Food Color Bans

mayet666 12 April, 2008 07:27 General, News, Current Events, Health Permalink Trackbacks (0)

I don't know why it takes Government so long to get with the program on certain issues. One of them is food color. As a mother of food sensitive hyperactive autistics,  I know what food colors can do. if you give my child green or red food color in cordials or other foods you can actually watch the physical and mental changes in them. Within 15 minutes a normal placid happy child will be a ranting running yelling jumping, climbing the walls tarzan on steroids.

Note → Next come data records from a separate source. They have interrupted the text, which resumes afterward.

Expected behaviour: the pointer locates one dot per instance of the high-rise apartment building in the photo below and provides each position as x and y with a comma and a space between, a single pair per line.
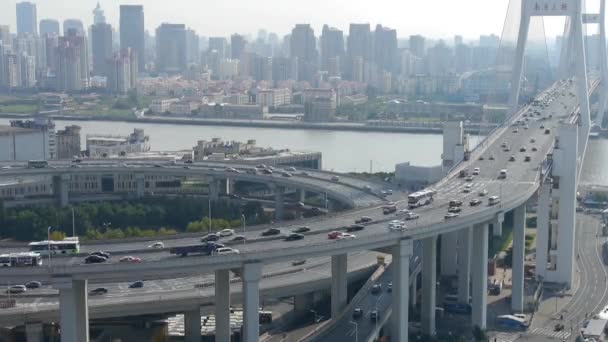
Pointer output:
417, 45
385, 49
171, 48
332, 47
219, 44
121, 71
27, 20
132, 33
303, 46
238, 45
101, 36
48, 27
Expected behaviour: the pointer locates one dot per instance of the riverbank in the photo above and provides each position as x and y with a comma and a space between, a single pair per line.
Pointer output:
417, 128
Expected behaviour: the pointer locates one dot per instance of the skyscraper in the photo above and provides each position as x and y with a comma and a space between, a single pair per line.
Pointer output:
385, 49
101, 37
303, 46
359, 44
171, 47
417, 45
132, 33
220, 45
332, 47
237, 46
49, 26
98, 16
27, 20
73, 24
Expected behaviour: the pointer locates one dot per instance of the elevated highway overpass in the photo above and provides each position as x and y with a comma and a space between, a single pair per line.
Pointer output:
524, 178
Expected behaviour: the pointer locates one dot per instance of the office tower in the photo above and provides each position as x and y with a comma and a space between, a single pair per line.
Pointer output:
49, 26
72, 67
417, 45
385, 48
220, 45
192, 47
101, 36
238, 45
27, 67
98, 15
75, 25
5, 35
27, 20
332, 48
171, 48
132, 33
122, 71
303, 46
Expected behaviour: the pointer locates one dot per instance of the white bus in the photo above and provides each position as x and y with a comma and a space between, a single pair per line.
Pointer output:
420, 198
22, 259
68, 245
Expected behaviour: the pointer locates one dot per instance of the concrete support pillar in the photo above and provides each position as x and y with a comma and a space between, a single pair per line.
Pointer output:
303, 303
214, 189
251, 275
429, 284
339, 284
519, 246
192, 325
61, 188
140, 180
480, 275
279, 203
449, 243
542, 229
465, 243
402, 253
34, 332
73, 309
497, 224
222, 306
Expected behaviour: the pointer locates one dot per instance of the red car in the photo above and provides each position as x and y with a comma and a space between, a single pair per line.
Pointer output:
334, 235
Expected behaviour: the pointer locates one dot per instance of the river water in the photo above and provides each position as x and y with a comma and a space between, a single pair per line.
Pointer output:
343, 151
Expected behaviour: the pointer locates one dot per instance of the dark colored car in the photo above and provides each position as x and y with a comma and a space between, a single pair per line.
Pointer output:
33, 284
210, 237
98, 291
271, 231
294, 237
355, 228
94, 259
137, 285
102, 254
301, 230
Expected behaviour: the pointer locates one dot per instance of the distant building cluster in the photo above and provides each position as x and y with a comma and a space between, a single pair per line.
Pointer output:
244, 76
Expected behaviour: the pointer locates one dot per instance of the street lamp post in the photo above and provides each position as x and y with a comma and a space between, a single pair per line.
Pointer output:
244, 221
48, 242
356, 330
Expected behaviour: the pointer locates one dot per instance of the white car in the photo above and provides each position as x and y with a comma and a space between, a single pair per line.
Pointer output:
412, 216
226, 250
226, 232
344, 236
157, 244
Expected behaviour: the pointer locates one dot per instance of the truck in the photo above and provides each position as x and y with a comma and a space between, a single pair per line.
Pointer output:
204, 249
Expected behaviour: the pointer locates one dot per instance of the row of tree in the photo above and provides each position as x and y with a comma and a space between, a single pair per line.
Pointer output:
149, 217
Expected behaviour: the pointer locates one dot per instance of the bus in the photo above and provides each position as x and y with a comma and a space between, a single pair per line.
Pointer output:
512, 322
37, 164
420, 198
22, 259
69, 245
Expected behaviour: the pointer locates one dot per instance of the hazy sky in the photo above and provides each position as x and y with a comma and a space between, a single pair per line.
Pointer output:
433, 18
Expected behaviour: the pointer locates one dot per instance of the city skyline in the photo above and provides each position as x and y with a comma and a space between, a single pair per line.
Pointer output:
211, 19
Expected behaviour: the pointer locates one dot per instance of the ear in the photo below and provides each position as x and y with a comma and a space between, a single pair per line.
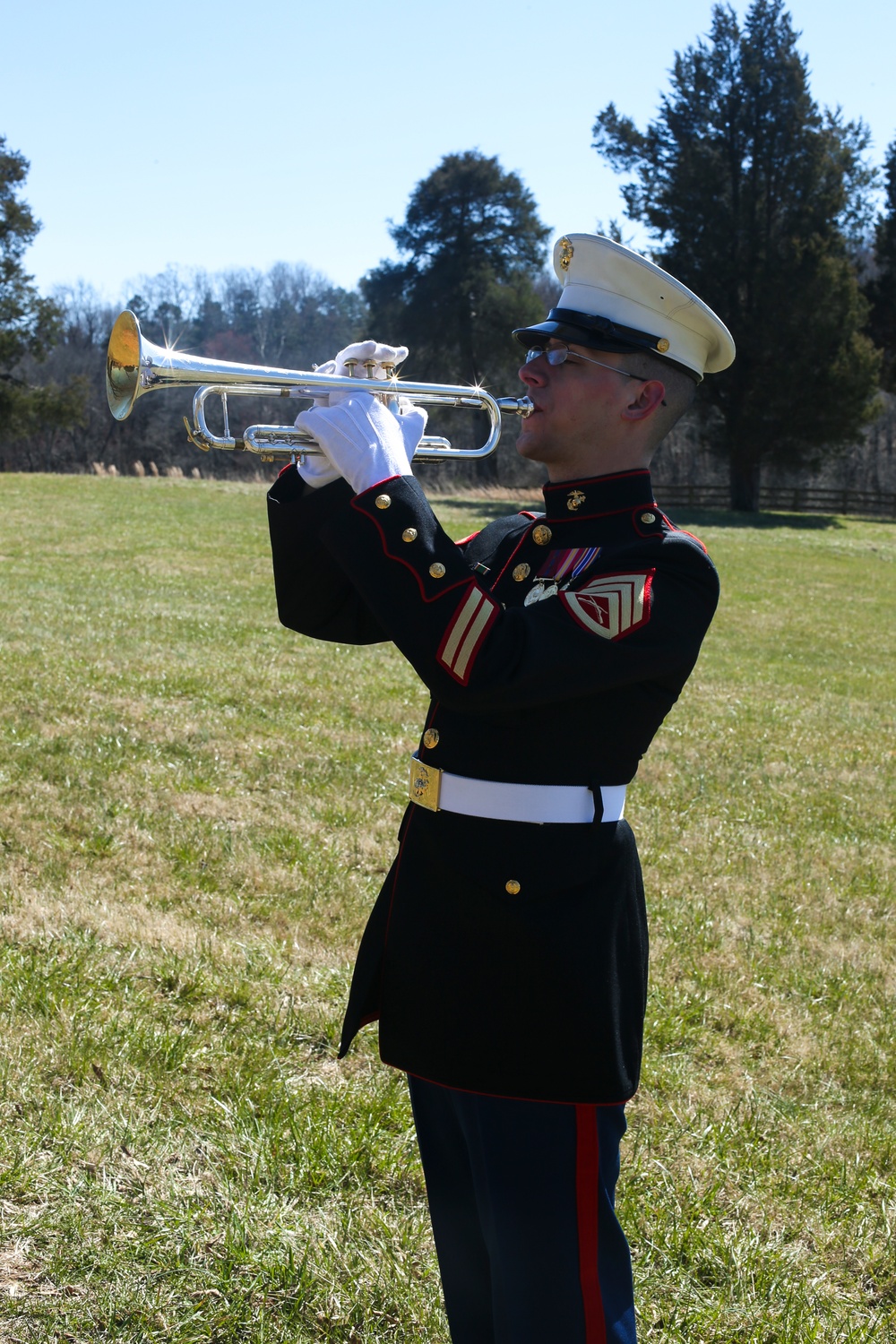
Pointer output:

Everyone knows this, even parents of non sensitive children, so why does it take "decades" as quoted in the following article to finally ban food colors due to the danger they present to children. The damage is done, we have a generation of children affected by these products. What about preservatives? Will they get banned now too or is that hoping too much in a modern day society that relies on these things to make it pretty and last longer?

Is the Government worried about a mass legal suit for all the citizens claiming that they knew full well, as they do and did that these products are dangerous to the human body and brain.

Is the toll on the health services getting too much. Is the government finally waking up and realizing how much control they have given up to companies like food producers and the drug companies?

13 billion dollar a year global industry in food additives alone. Can you imagine the impact all of that actually has had on health. That is not just the ADHD kids, How about auto immune diseases, arthritis, MS and other chronic diseases that aare ascerbated by theese products that harm not help the human body. 

http://www.independent.co.uk

Food agency calls for ban on six artificial colours

Friday, April 11, 2008

Food regulators moved to ban artificial additives from hundreds of products yesterday, three decades after parents began complaining that their children suffered mood swings after consuming brightly coloured sweets, cakes and drinks.

The Food Standards Agency recommended ministers call for manufacturers to remove six artificial colours by the end of 2009 and lobby for a European Union-wide ban. The FSA's advice to parents will be strengthened to warn them about the dangers of the E-numbers tartrazine (E102), quinoline yellow (E104), sunset yellow (E110), carmoisine (E122), ponceau 4R (E124) and allura red (E129).

These colours and the preservative sodium benzoate (E211) were linked to hyperactivity in a £750,000 study by Southampton University, which found they made primary school children become distracted and fail a computer attention test.

The researchers estimated that 30 per cent of cases of attention deficit hyperactivity disorder (ADHD) would be prevented if companies removed the colours used in the £13bn-a-year global additives industry.